Legal research is a time-consuming and complex task that requires a deep understanding of legal language and principles. To assist lawyers and legal professionals in this process, an AI-based legal ...assistance system can be developed that utilizes natural language processing (NLP) and machine learning algorithms. This system would be capable of conversing with clients, including lawyers or general users, and retrieving the most similar or matched laws related to the query given by the client. The retrieved laws would be ranked based on the number of hits and losses and retrieved according to their similarity. With the use of these algorithms, the system would be able to recognize pertinent terms, ideas, and connections among legal texts, which would be used to retrieve and rank the most pertinent laws.

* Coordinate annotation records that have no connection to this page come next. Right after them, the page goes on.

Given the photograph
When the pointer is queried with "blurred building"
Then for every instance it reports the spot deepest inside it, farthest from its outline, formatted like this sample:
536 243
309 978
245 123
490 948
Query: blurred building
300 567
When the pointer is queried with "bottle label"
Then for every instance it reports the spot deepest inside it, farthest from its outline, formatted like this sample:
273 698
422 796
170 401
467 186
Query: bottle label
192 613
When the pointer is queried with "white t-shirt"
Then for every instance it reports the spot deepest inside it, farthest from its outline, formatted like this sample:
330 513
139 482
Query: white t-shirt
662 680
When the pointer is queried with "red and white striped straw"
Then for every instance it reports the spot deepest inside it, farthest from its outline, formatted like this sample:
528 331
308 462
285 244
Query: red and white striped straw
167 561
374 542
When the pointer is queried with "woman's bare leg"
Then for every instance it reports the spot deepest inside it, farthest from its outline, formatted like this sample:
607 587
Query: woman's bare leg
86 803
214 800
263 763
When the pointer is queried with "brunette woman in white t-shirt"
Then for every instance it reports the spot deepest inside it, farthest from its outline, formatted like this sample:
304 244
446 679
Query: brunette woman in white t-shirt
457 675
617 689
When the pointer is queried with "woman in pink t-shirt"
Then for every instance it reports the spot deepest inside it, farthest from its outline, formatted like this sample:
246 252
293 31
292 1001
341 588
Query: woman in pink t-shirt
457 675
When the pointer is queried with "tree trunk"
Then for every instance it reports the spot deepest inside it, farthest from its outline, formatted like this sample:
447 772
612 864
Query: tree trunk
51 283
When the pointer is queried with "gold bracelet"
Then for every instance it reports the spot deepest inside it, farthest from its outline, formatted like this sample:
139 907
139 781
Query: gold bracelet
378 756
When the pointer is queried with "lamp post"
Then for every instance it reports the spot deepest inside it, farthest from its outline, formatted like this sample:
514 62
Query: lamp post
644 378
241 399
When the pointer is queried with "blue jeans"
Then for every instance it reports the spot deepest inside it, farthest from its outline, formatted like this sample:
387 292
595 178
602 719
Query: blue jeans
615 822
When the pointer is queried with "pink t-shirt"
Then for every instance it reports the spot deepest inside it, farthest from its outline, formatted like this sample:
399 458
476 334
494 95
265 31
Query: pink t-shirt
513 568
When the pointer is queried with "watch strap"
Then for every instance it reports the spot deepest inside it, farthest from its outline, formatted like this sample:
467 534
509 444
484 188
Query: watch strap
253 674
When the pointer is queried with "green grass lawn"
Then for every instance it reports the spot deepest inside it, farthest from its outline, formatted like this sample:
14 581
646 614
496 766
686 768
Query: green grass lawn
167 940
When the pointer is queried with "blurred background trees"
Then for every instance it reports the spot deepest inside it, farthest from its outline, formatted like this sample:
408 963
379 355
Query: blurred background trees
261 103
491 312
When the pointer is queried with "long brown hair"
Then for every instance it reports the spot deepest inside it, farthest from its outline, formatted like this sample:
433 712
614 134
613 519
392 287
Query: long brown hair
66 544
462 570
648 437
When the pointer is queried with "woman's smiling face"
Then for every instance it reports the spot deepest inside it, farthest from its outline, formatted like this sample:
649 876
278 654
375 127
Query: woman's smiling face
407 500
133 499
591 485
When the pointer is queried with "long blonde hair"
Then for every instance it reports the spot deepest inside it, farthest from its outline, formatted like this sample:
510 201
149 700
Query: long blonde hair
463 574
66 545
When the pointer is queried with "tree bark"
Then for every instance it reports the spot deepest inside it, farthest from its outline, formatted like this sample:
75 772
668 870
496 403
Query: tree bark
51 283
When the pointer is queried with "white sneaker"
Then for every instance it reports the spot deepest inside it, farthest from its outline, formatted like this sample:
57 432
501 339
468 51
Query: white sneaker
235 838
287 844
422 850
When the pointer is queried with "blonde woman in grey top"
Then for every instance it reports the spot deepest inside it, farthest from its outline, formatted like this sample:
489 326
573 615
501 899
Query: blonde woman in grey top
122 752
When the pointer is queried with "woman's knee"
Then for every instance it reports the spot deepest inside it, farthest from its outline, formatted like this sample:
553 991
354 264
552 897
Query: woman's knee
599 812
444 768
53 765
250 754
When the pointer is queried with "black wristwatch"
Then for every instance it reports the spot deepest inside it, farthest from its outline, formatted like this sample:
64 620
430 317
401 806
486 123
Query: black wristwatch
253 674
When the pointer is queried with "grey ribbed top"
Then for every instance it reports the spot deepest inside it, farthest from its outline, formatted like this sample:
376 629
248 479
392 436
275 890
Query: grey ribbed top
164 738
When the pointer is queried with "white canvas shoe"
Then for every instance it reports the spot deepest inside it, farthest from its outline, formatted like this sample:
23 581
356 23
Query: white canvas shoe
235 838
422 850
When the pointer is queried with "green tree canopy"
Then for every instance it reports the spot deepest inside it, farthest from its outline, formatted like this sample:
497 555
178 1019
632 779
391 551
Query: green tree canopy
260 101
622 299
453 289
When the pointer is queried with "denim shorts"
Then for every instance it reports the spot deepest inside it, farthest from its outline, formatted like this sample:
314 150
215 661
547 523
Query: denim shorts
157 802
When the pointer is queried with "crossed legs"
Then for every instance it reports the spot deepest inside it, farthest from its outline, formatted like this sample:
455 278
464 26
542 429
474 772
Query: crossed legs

To evaluate the effectiveness of this system, an accuracy rate of over 80% has been achieved. This level of accuracy is significant as it reduces errors in legal research and improves the quality of legal advice. Overall, the proposed AI-based legal assistance system has the potential to revolutionize the legal industry and bring about significant positive impacts by providing fast, efficient, and accurate legal assistance. Further research could focus on developing additional features, such as case law analysis, contract review, and legal drafting, to improve the system's capabilities and expand its usefulness.